As we explored last week, the real genius of Feud doesn’t lie in the exploration of the way women operated within the Hollywood system a long, long time ago, but rather in the way it turns the mirror on the current treatment and behavior of women, and shows us that maybe things haven’t changed as much as we’d like to believe. And the particular brilliance of the latest episode? In showing us what it looks like when women choose to work “together,” we got an unsettling shock to our feminist systems. In showing us what we have lazily come to accept as empowerment, it is revealed that perhaps our current version of feminism is still all-too-often defined by and framed within the context of men.

‘Feud: Bette and Joan’ Image Still via FX.

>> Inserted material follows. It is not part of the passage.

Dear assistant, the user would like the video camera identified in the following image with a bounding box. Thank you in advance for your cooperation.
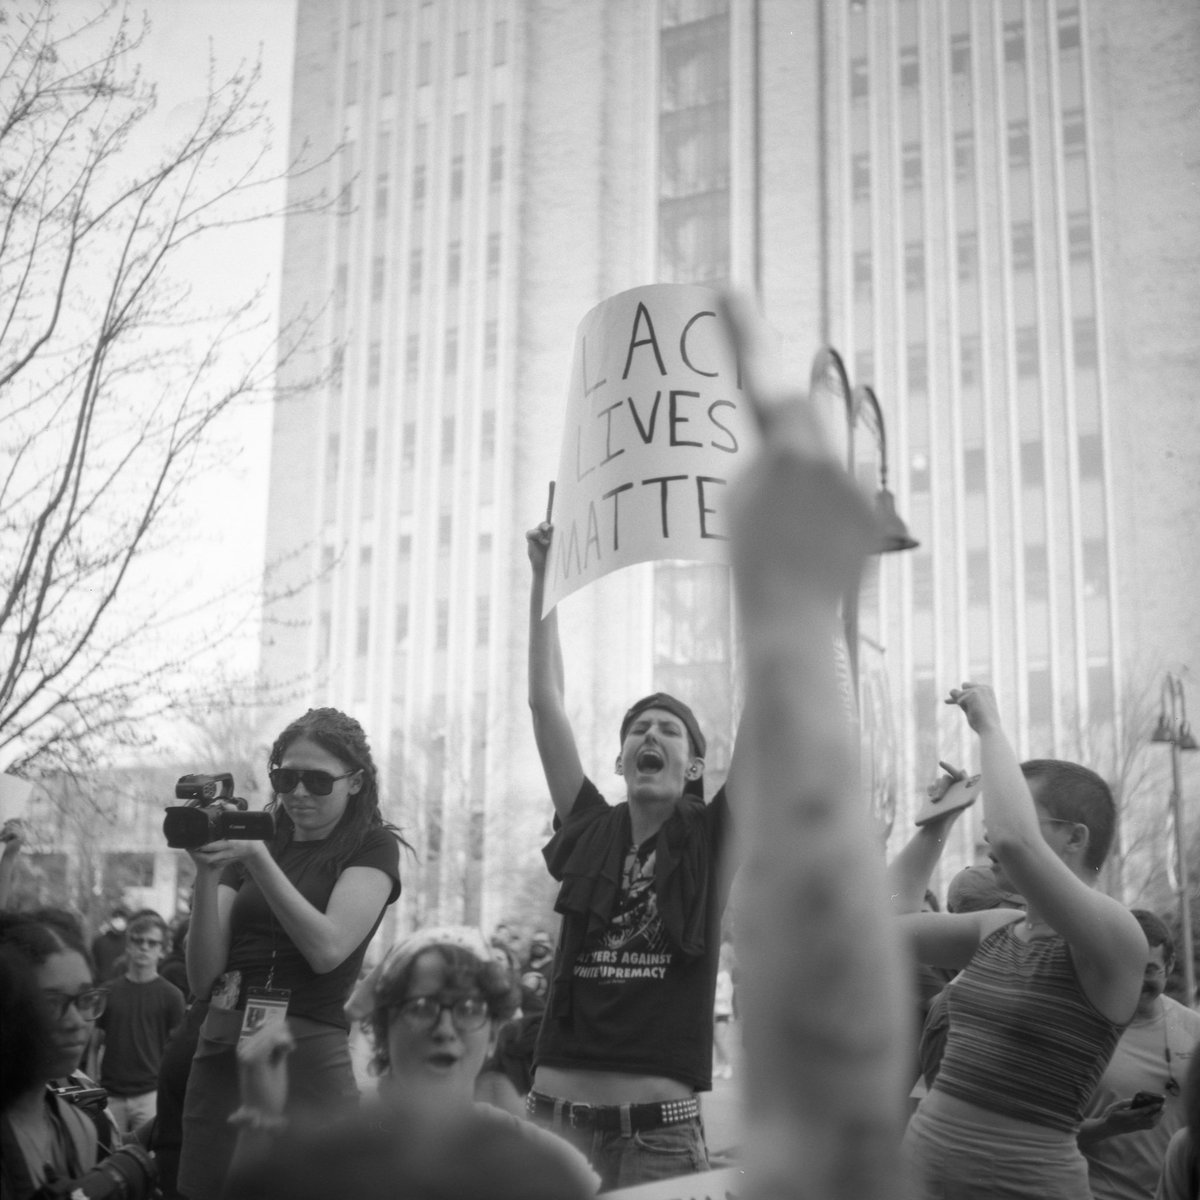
[163,773,274,850]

After immediately feeling threatened by the young, beautiful blonde on set slated to play the next-door-neighbor, Joan takes matters into her own hands by manipulating Bette into striking until the ingénue is fired. In other words, the women only find each other useful when they need to dispose of another woman. Furthermore, the real issue our ladies have isn’t in the young actor’s behavior or talent; it’s that she’s more sexually desirable, and therefore poses an imminent threat.

So though we get tiny scenes of camaraderie, they’re all rendered moot when we reflect upon what that partnership really means. It means women can’t exist in harmony unless they’re preying on one another. It means the opinions and potential actions of men are given the power to overtake women’s sense of self-worth and drive their actions, even when the women aware of the sexism at work. It means that men’s sexism doesn’t push women to mobilize against it, but rather to internalize it, and accept that to lash out against other women is the only way to regain power and remain in control. It means that Bette and Joan, in joining forces, are really playing into the ideologies of the men who set up the framework of the industry’s systematic sexism more than working to break it down. And it means that Ryan Murphy, ever the cultural philosopher, knows that that’s exactly what we’re doing, too, when we tune in to shamelessly devour this story of female-on-female warfare each week.

Next: Feud: Bette and Joan Season 1 Episode 2 Recap

So, when we watch Feud, are we really doing it to intentionally expose ourselves to the cultural parable that is made up of Bette and Joan’s mistakes? Are we hoping to understand the historical context of sexism within the industry so that we might work harder to dismantle it today? Or are we doing what Joan Blondell (Kathy Bates) told us women inescapably, inarguably, relentlessly seem programmed to do: “Eat their own and pick their teeth with the bones.” In the scariest Ryan Murphy-helmed twist of all, an answer remains unsettlingly inconclusive.